My neighborhood is exactly the kind of place urban planners think should be part of the solution. With an Expo Line station less than a mile away, it’s near transit….I would like to be part of the solution, but I’d also hate to see the quiet streets of my neighborhood suddenly sprouting four- and five-story apartment houses….One possible way forward is being championed by a new movement of Californians who call themselves YIMBYs (for Yes In My Backyard).

….Leading the YIMBY effort legislatively is Democratic state Sen. Scott Weiner, who represents San Francisco, a city hard hit by high housing costs. He has introduced a bill, SB50, that would require cities to incentivize construction of four- to five-story apartment houses within half a mile of transit train stations and within a quarter-mile of heavily used bus lines.

….Many of today’s neighborhoods zoned strictly for single-family homes are rooted in [our racist] past. It’s time for homeowners across the city to open them up, adding housing that will make all parts of the city more economically and ethnically diverse — and make the city work better for all its residents.
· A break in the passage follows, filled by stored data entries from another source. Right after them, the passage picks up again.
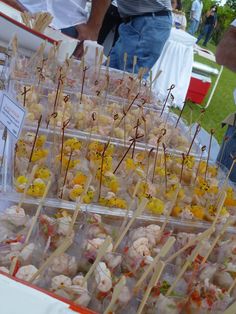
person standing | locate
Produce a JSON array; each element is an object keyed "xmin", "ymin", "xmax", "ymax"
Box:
[
  {"xmin": 97, "ymin": 1, "xmax": 122, "ymax": 47},
  {"xmin": 109, "ymin": 0, "xmax": 172, "ymax": 75},
  {"xmin": 196, "ymin": 5, "xmax": 217, "ymax": 47},
  {"xmin": 171, "ymin": 0, "xmax": 187, "ymax": 30},
  {"xmin": 2, "ymin": 0, "xmax": 109, "ymax": 42},
  {"xmin": 188, "ymin": 0, "xmax": 203, "ymax": 35},
  {"xmin": 216, "ymin": 19, "xmax": 236, "ymax": 181}
]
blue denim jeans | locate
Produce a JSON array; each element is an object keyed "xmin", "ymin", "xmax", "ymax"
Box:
[
  {"xmin": 196, "ymin": 24, "xmax": 214, "ymax": 46},
  {"xmin": 217, "ymin": 125, "xmax": 236, "ymax": 182},
  {"xmin": 61, "ymin": 26, "xmax": 78, "ymax": 38},
  {"xmin": 188, "ymin": 18, "xmax": 199, "ymax": 35},
  {"xmin": 109, "ymin": 13, "xmax": 172, "ymax": 74}
]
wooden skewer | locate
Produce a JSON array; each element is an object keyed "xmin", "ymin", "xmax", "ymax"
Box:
[
  {"xmin": 175, "ymin": 101, "xmax": 187, "ymax": 128},
  {"xmin": 60, "ymin": 119, "xmax": 70, "ymax": 174},
  {"xmin": 113, "ymin": 137, "xmax": 141, "ymax": 175},
  {"xmin": 146, "ymin": 148, "xmax": 155, "ymax": 182},
  {"xmin": 131, "ymin": 119, "xmax": 141, "ymax": 159},
  {"xmin": 179, "ymin": 153, "xmax": 186, "ymax": 184},
  {"xmin": 67, "ymin": 174, "xmax": 93, "ymax": 236},
  {"xmin": 25, "ymin": 180, "xmax": 51, "ymax": 244},
  {"xmin": 166, "ymin": 226, "xmax": 215, "ymax": 264},
  {"xmin": 123, "ymin": 52, "xmax": 128, "ymax": 80},
  {"xmin": 10, "ymin": 180, "xmax": 51, "ymax": 276},
  {"xmin": 151, "ymin": 70, "xmax": 162, "ymax": 86},
  {"xmin": 212, "ymin": 191, "xmax": 227, "ymax": 230},
  {"xmin": 98, "ymin": 142, "xmax": 110, "ymax": 200},
  {"xmin": 162, "ymin": 143, "xmax": 168, "ymax": 192},
  {"xmin": 151, "ymin": 132, "xmax": 165, "ymax": 183},
  {"xmin": 186, "ymin": 123, "xmax": 201, "ymax": 157},
  {"xmin": 137, "ymin": 261, "xmax": 165, "ymax": 314},
  {"xmin": 228, "ymin": 274, "xmax": 236, "ymax": 295},
  {"xmin": 104, "ymin": 276, "xmax": 126, "ymax": 314},
  {"xmin": 204, "ymin": 129, "xmax": 215, "ymax": 180},
  {"xmin": 201, "ymin": 216, "xmax": 232, "ymax": 265},
  {"xmin": 29, "ymin": 236, "xmax": 73, "ymax": 283},
  {"xmin": 28, "ymin": 115, "xmax": 43, "ymax": 168},
  {"xmin": 134, "ymin": 237, "xmax": 175, "ymax": 292},
  {"xmin": 158, "ymin": 189, "xmax": 179, "ymax": 239},
  {"xmin": 160, "ymin": 84, "xmax": 175, "ymax": 117},
  {"xmin": 166, "ymin": 241, "xmax": 203, "ymax": 296},
  {"xmin": 223, "ymin": 300, "xmax": 236, "ymax": 314},
  {"xmin": 194, "ymin": 145, "xmax": 207, "ymax": 183},
  {"xmin": 82, "ymin": 236, "xmax": 112, "ymax": 285},
  {"xmin": 118, "ymin": 180, "xmax": 142, "ymax": 239},
  {"xmin": 80, "ymin": 66, "xmax": 88, "ymax": 104},
  {"xmin": 132, "ymin": 55, "xmax": 137, "ymax": 75},
  {"xmin": 60, "ymin": 148, "xmax": 73, "ymax": 199},
  {"xmin": 113, "ymin": 198, "xmax": 148, "ymax": 252},
  {"xmin": 117, "ymin": 93, "xmax": 140, "ymax": 127},
  {"xmin": 18, "ymin": 165, "xmax": 38, "ymax": 209}
]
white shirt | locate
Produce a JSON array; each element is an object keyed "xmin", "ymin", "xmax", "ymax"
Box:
[
  {"xmin": 172, "ymin": 12, "xmax": 187, "ymax": 29},
  {"xmin": 231, "ymin": 19, "xmax": 236, "ymax": 27},
  {"xmin": 191, "ymin": 0, "xmax": 203, "ymax": 21},
  {"xmin": 19, "ymin": 0, "xmax": 88, "ymax": 29}
]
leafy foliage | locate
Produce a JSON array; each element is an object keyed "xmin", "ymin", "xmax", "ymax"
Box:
[{"xmin": 182, "ymin": 0, "xmax": 235, "ymax": 44}]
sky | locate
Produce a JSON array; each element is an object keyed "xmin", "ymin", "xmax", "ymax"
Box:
[{"xmin": 219, "ymin": 0, "xmax": 227, "ymax": 5}]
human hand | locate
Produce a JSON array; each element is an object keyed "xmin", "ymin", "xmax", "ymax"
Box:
[
  {"xmin": 74, "ymin": 22, "xmax": 99, "ymax": 59},
  {"xmin": 76, "ymin": 22, "xmax": 99, "ymax": 42}
]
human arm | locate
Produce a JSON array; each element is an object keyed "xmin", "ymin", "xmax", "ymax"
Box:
[
  {"xmin": 1, "ymin": 0, "xmax": 26, "ymax": 12},
  {"xmin": 216, "ymin": 22, "xmax": 236, "ymax": 72},
  {"xmin": 76, "ymin": 0, "xmax": 110, "ymax": 41},
  {"xmin": 190, "ymin": 1, "xmax": 196, "ymax": 19}
]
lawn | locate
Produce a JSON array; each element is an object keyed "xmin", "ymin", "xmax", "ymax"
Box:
[{"xmin": 172, "ymin": 40, "xmax": 236, "ymax": 145}]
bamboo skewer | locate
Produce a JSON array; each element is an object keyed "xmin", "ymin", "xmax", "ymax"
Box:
[
  {"xmin": 204, "ymin": 129, "xmax": 215, "ymax": 180},
  {"xmin": 27, "ymin": 115, "xmax": 42, "ymax": 170},
  {"xmin": 18, "ymin": 165, "xmax": 38, "ymax": 209},
  {"xmin": 67, "ymin": 174, "xmax": 93, "ymax": 236},
  {"xmin": 82, "ymin": 236, "xmax": 112, "ymax": 285},
  {"xmin": 113, "ymin": 198, "xmax": 148, "ymax": 252},
  {"xmin": 29, "ymin": 236, "xmax": 73, "ymax": 283},
  {"xmin": 10, "ymin": 180, "xmax": 51, "ymax": 276},
  {"xmin": 25, "ymin": 180, "xmax": 51, "ymax": 244},
  {"xmin": 104, "ymin": 276, "xmax": 126, "ymax": 314},
  {"xmin": 194, "ymin": 145, "xmax": 207, "ymax": 183},
  {"xmin": 166, "ymin": 241, "xmax": 203, "ymax": 296},
  {"xmin": 186, "ymin": 124, "xmax": 201, "ymax": 157},
  {"xmin": 223, "ymin": 300, "xmax": 236, "ymax": 314},
  {"xmin": 175, "ymin": 101, "xmax": 187, "ymax": 128},
  {"xmin": 201, "ymin": 216, "xmax": 232, "ymax": 265},
  {"xmin": 137, "ymin": 261, "xmax": 165, "ymax": 314},
  {"xmin": 166, "ymin": 226, "xmax": 215, "ymax": 264},
  {"xmin": 160, "ymin": 84, "xmax": 175, "ymax": 117},
  {"xmin": 118, "ymin": 180, "xmax": 142, "ymax": 237},
  {"xmin": 134, "ymin": 236, "xmax": 175, "ymax": 292}
]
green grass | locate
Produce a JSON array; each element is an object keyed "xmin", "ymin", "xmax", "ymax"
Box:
[{"xmin": 172, "ymin": 39, "xmax": 236, "ymax": 145}]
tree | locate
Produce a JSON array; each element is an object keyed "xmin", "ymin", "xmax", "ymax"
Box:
[{"xmin": 226, "ymin": 0, "xmax": 236, "ymax": 12}]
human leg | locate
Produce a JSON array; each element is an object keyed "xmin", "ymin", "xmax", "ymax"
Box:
[
  {"xmin": 196, "ymin": 25, "xmax": 207, "ymax": 43},
  {"xmin": 110, "ymin": 14, "xmax": 172, "ymax": 74},
  {"xmin": 109, "ymin": 22, "xmax": 140, "ymax": 71},
  {"xmin": 203, "ymin": 25, "xmax": 213, "ymax": 46},
  {"xmin": 217, "ymin": 125, "xmax": 236, "ymax": 182},
  {"xmin": 188, "ymin": 18, "xmax": 198, "ymax": 35}
]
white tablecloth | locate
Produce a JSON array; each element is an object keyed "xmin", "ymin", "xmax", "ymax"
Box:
[{"xmin": 151, "ymin": 28, "xmax": 196, "ymax": 109}]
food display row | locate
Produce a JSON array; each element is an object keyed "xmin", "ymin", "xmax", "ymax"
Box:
[{"xmin": 1, "ymin": 43, "xmax": 236, "ymax": 314}]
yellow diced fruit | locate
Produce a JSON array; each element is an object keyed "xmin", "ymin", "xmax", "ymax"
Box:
[
  {"xmin": 190, "ymin": 205, "xmax": 205, "ymax": 220},
  {"xmin": 147, "ymin": 198, "xmax": 164, "ymax": 215},
  {"xmin": 172, "ymin": 206, "xmax": 182, "ymax": 217}
]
In short, Boyarsky lives a mile away from transit, so he supports a plan that would spur higher density construction only within half a mile of transit. Under this plan, his neighborhood will be untouched, while others will get exactly the kind of development he says he doesn’t want near him.

This isn’t YIMBY, it’s YIYBY—Yes In Your Backyard. In other words, it’s exactly what we have now. It hardly needs any help.